O primeiro treinamento virtual Polinutri aconteceu em 22 de janeiro e abordou o tema “Falhas reprodutivas e fluxo de produção” com a apresentação da médica veterinária e consultora Dra. Maria Nazaré Simões Lisboa da Consuitec (Paulínia/SP). “Mais que um encontro, desenvolvemos um programa extenso com objetivo de analisar de forma criteriosa as granjas de suínos”, iniciou o Representante Comercial da Polinutri, Marcílio Cesar Moreira dos Santos.

Ao abordar questões relacionadas as falhas reprodutivas, a consultora destacou a importância de obter resultados diferentes em função dos avanços genéticos da suinocultura. “Não podemos fazer as mesmas coisas, ainda mais pensando em fêmeas de alta reprodução”, destacou.

Avaliando o fluxo de produção, a especialista ressaltou a importância de entender as características da granja observando e agindo em diversas frentes, entre elas: sanidade, manejo, sistema de produção, capacidade de lotação, proposta do sistema produtivo (lote ou banda), número de matrizes, formação dos lotes, destino dos animais e vendas.
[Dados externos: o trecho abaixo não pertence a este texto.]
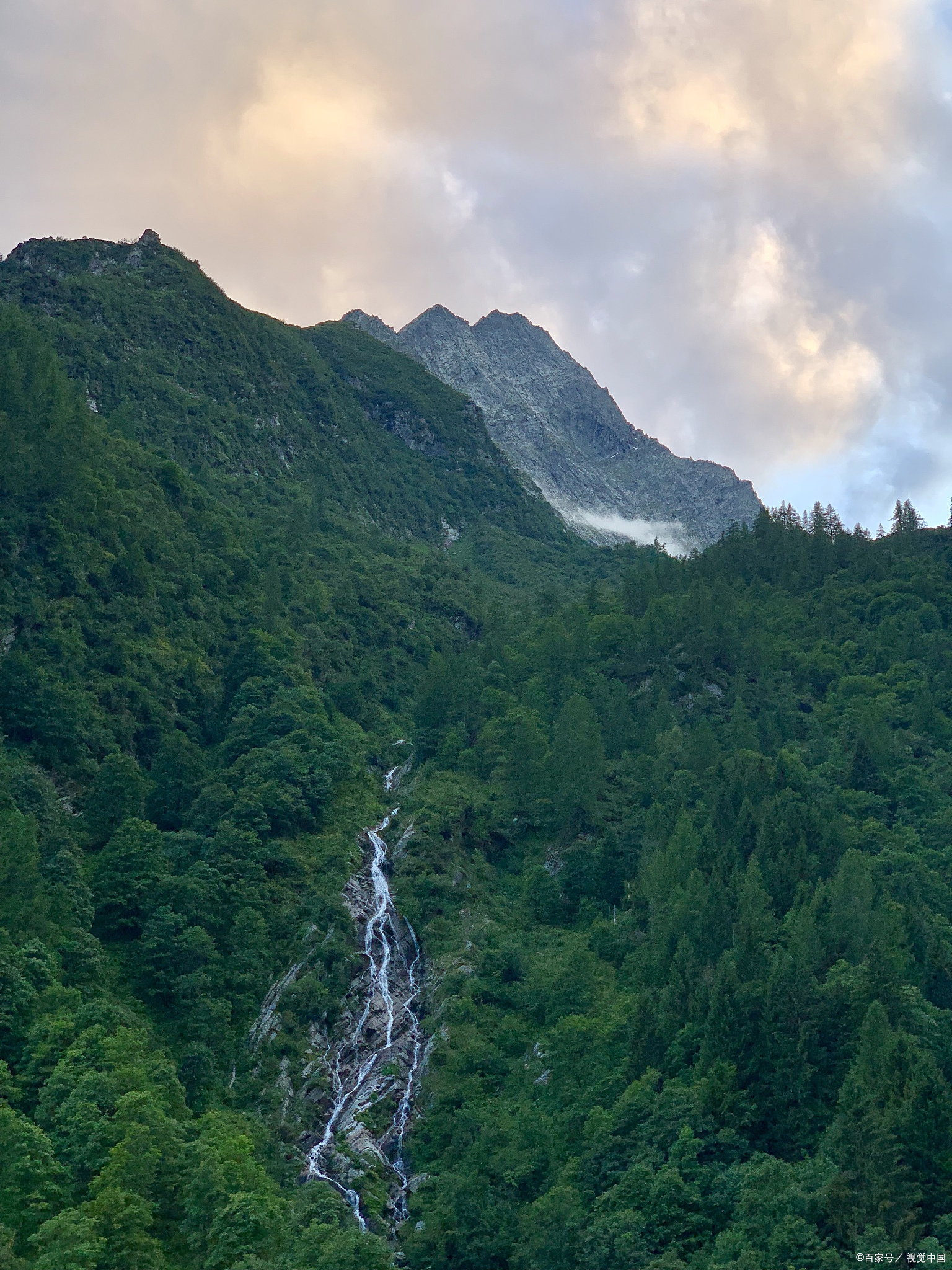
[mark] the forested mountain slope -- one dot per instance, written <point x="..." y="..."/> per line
<point x="568" y="435"/>
<point x="679" y="861"/>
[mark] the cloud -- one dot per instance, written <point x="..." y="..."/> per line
<point x="671" y="534"/>
<point x="735" y="213"/>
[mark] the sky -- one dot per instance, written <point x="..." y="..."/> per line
<point x="734" y="213"/>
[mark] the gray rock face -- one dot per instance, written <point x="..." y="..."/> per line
<point x="553" y="424"/>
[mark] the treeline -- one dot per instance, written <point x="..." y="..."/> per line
<point x="684" y="850"/>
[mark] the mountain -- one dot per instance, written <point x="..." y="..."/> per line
<point x="566" y="435"/>
<point x="542" y="906"/>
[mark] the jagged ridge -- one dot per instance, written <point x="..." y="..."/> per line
<point x="560" y="429"/>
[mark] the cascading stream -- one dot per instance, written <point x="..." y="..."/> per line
<point x="381" y="1052"/>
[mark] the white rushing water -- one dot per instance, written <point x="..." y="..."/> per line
<point x="381" y="1049"/>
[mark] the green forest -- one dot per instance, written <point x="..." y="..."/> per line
<point x="678" y="833"/>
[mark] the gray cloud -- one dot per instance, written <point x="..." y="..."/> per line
<point x="733" y="211"/>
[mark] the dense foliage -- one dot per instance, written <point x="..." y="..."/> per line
<point x="679" y="855"/>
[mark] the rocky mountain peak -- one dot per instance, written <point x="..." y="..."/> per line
<point x="566" y="433"/>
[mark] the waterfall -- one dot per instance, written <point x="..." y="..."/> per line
<point x="381" y="1050"/>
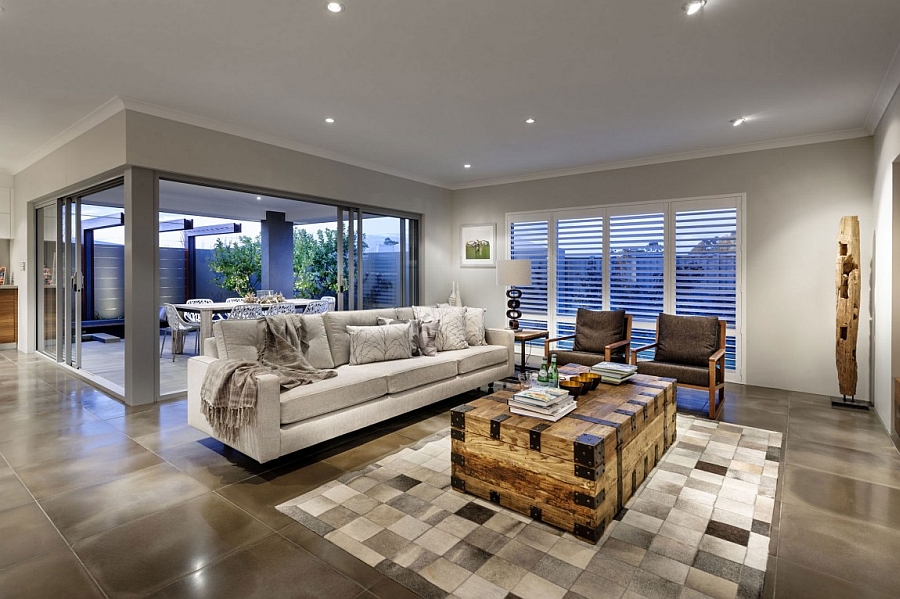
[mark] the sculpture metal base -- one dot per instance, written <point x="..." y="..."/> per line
<point x="849" y="403"/>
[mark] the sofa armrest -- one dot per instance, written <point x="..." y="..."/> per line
<point x="261" y="437"/>
<point x="210" y="348"/>
<point x="506" y="338"/>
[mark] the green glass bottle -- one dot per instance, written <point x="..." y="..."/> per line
<point x="553" y="375"/>
<point x="543" y="375"/>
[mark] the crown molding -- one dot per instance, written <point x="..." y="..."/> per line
<point x="677" y="157"/>
<point x="272" y="140"/>
<point x="109" y="108"/>
<point x="889" y="86"/>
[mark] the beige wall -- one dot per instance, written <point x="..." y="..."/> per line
<point x="886" y="337"/>
<point x="795" y="198"/>
<point x="178" y="148"/>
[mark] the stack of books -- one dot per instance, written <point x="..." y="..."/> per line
<point x="613" y="373"/>
<point x="548" y="403"/>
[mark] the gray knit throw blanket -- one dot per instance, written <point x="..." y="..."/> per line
<point x="229" y="389"/>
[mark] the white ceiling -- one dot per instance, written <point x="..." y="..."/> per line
<point x="423" y="86"/>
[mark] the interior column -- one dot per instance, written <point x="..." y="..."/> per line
<point x="141" y="286"/>
<point x="277" y="243"/>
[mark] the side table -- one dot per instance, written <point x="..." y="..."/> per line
<point x="524" y="336"/>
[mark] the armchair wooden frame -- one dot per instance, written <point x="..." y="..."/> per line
<point x="607" y="350"/>
<point x="716" y="366"/>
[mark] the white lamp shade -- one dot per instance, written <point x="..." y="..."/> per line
<point x="514" y="272"/>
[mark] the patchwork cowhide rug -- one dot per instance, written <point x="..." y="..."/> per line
<point x="698" y="526"/>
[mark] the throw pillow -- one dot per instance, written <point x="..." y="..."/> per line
<point x="428" y="332"/>
<point x="378" y="344"/>
<point x="452" y="334"/>
<point x="413" y="331"/>
<point x="475" y="326"/>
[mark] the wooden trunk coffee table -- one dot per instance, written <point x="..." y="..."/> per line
<point x="576" y="473"/>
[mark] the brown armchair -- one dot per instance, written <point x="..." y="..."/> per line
<point x="599" y="336"/>
<point x="691" y="350"/>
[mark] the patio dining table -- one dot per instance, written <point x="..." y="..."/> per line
<point x="206" y="312"/>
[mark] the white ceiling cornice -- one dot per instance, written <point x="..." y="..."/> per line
<point x="109" y="108"/>
<point x="272" y="140"/>
<point x="681" y="156"/>
<point x="889" y="86"/>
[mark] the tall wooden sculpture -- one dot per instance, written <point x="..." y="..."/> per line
<point x="847" y="284"/>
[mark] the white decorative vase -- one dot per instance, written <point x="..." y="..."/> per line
<point x="453" y="300"/>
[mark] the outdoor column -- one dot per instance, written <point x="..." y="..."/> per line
<point x="141" y="287"/>
<point x="277" y="242"/>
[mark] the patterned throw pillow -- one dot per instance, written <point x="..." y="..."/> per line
<point x="475" y="326"/>
<point x="379" y="344"/>
<point x="452" y="334"/>
<point x="428" y="332"/>
<point x="413" y="331"/>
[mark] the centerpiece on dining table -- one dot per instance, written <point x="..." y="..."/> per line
<point x="269" y="297"/>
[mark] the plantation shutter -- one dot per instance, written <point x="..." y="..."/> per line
<point x="528" y="241"/>
<point x="636" y="264"/>
<point x="706" y="267"/>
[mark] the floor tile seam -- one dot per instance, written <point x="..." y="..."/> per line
<point x="855" y="478"/>
<point x="822" y="573"/>
<point x="279" y="532"/>
<point x="212" y="563"/>
<point x="75" y="555"/>
<point x="68" y="547"/>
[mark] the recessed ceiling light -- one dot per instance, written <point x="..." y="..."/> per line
<point x="693" y="7"/>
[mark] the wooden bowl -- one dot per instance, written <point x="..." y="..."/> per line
<point x="590" y="380"/>
<point x="573" y="387"/>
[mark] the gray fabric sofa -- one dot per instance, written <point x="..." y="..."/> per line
<point x="360" y="395"/>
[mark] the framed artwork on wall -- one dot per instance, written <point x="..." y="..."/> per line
<point x="478" y="246"/>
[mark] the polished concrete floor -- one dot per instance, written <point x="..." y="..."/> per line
<point x="101" y="500"/>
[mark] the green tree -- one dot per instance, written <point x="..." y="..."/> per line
<point x="315" y="262"/>
<point x="237" y="266"/>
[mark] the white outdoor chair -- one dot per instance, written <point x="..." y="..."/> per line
<point x="281" y="308"/>
<point x="246" y="312"/>
<point x="317" y="307"/>
<point x="195" y="316"/>
<point x="180" y="326"/>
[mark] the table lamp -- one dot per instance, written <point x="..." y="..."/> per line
<point x="513" y="273"/>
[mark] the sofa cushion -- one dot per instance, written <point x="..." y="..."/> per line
<point x="236" y="339"/>
<point x="353" y="385"/>
<point x="379" y="343"/>
<point x="406" y="313"/>
<point x="686" y="339"/>
<point x="595" y="329"/>
<point x="452" y="333"/>
<point x="336" y="329"/>
<point x="402" y="375"/>
<point x="475" y="326"/>
<point x="414" y="326"/>
<point x="476" y="358"/>
<point x="428" y="332"/>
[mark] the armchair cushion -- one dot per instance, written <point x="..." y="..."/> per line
<point x="594" y="330"/>
<point x="688" y="340"/>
Pontos importantes que predizem o impacto econômico da atividade. “Temos que entender qual é o perfil de cada granja atendida em especial no que tange ao controle da biosseguridade”, definiu.

A partir deste momento, enfatizou Nazaré, o suinocultor deve levar em consideração a taxa de parição e o número de leitões desmamados. “Hoje temos condições de melhorar esta relação, identificar e filtrar as oportunidades, a exemplo de fêmeas que repetem cio”, incluiu. Por isso, avaliou a especialista, o fluxo passa a ser uma ferramenta determinante para padronização, sanidade do plantel e impacto econômico da granja.

Ao encerrar a apresentação, a doutora deixou a grande lição: o olhar sobre o sistema produtivo. “A produção de leitões é quem determina a produtividade da granja. Devemos fazer a conta de traz para frente, ou seja, quantos animais venderemos para assim definir o sistema”, alinhou.

Marcílio encerrou o encontro com um balanço desta primeira ação virtual do ano. “A Dra. Nazaré deixou bem claro: devemos entrar nas granjas com ar de auditor. Contamos com uma infinidade de recursos e ferramentas que nos apoiam frente as tomadas de decisão. O primeiro treinamento foi muito enriquecedor e permitiu a abertura de novos horizontes para o nosso time”, salientou.

Fonte: Ass. de Imprensa.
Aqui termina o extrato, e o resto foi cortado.